En un bello paraje del inmenso bosque, conocido como el Pantano, todos los animales pequeños –mosquitos, renacuajos, sapos, insectos y aves- están dominados por una especie terrorífica: el gran caimán. Los caimanes son una estirpe interminable de poderosos y magnates que han gobernado el pantano desde el origen de los tiempos. Son los dueños del agua y los recursos, de la tierra y las plantas que crecen sobre ella, dictan las leyes draconianas que deben obedecer todos los animales pequeños y mientras tanto ellos las contravienen a su antojo. Solamente hay algo que no poseen en exclusiva ni racionan a su favor, a pesar de que es el mayor tesoro del pantano. Se trata de la luz del sol.

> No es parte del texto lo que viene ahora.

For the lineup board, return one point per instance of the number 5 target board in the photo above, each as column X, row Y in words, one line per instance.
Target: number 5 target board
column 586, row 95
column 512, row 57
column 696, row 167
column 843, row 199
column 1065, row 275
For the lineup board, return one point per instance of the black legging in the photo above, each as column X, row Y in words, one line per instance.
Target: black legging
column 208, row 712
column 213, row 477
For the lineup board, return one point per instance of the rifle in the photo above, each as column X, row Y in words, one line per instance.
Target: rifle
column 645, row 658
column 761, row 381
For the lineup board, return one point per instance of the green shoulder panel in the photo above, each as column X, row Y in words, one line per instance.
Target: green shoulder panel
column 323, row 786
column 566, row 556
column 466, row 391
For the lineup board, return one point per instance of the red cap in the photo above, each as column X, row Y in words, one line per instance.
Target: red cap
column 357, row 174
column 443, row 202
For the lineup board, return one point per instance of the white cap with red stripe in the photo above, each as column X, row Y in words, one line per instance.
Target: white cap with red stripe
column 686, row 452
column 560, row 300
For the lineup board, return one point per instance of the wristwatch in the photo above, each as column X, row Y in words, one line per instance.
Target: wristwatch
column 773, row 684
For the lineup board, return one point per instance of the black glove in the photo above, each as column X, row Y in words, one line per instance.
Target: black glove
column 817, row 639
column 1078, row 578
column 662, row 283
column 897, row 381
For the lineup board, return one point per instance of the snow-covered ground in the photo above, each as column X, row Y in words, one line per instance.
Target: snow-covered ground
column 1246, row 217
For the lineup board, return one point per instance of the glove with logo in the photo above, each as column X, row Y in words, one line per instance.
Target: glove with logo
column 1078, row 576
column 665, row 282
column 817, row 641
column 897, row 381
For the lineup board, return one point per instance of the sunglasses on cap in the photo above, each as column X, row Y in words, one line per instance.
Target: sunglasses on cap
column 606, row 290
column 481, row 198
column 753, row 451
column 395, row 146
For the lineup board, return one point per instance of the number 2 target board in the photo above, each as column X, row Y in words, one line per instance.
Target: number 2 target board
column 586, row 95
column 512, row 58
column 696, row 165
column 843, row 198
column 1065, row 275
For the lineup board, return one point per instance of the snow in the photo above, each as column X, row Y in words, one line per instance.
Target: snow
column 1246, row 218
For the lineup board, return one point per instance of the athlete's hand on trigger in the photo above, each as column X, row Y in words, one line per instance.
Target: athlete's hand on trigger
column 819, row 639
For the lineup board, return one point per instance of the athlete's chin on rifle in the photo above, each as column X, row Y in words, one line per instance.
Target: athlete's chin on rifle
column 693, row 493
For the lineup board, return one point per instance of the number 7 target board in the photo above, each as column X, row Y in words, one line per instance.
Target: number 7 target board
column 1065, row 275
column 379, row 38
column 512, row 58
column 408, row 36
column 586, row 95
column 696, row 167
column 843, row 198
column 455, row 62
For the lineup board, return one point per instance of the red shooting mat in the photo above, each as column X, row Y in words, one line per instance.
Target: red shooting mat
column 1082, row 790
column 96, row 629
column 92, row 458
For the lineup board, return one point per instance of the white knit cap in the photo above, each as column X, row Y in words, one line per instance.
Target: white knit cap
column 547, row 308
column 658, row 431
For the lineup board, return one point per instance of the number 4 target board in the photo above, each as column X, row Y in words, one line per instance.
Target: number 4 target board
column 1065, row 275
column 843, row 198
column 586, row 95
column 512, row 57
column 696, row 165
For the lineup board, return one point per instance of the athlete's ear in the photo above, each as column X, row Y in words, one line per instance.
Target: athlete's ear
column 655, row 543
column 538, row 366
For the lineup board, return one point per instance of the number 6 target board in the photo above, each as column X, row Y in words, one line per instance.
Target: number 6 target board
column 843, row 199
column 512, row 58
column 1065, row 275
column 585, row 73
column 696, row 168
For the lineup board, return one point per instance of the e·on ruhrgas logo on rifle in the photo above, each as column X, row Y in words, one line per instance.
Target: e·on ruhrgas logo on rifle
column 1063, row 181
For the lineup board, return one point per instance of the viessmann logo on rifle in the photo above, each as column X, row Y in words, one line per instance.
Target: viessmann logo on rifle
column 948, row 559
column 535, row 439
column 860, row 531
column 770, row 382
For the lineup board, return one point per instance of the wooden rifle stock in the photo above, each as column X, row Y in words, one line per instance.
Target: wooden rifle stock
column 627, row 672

En sorprendente paradoja, los animales pequeños disfrutan más que el caimán de la luz del sol. A diferencia del poderoso reptil, ellos no tienen el cuerpo cubierto de gruesas escamas, por eso el calor llega más profundamente hasta su pobre piel y sus diminutos huesos, hasta sus élitros o sus plumas de colores. Y de esta manera es como si el Sol mismo dijera: yo estoy con vosotros. Con mi luz y mi calor os llega la libertad.
El caimán ha aprendido a defenderse de la luz del sol. Para ello ha procurado otorgar mayor importancia a lo que él gestiona, compra, vende y administra, y lleva ya un montón de años diciendo a todos que las rocas húmedas o los helechos sin fruto son imprescindibles para la calidad de vida, mucho más importantes que la luz y el calor del sol. Muchos se lo han creído.
Sin embargo, algunos animalillos están empezando a darse cuenta de que el reinado de los caimanes está edificado sobre miedos irracionales, sobre halagos a la vanidad y a los instintos primarios. Comprenden que los caimanes necesitan un pantano adormecido, alienado, ebrio, sin valores, sin proyectos, sin futuro, porque solo así son capaces de mantener su poder incuestionado.
La cálida y ardiente luz del sol, que despierta al espíritu, es una energía mayor que todas las demás. Ya hay algún pequeño mosquito que, a cuenta de ella, ha sido capaz de acercarse hasta el mismo hocico del gran caimán y se ha atrevido a decirle: un insectillo como yo, junto con unos cuantos sapos, renacuajos y aves, y con la luz del sol como horizonte, podríamos cambiar el mundo, señor caimán.
A partir de ahora, todo puede suceder.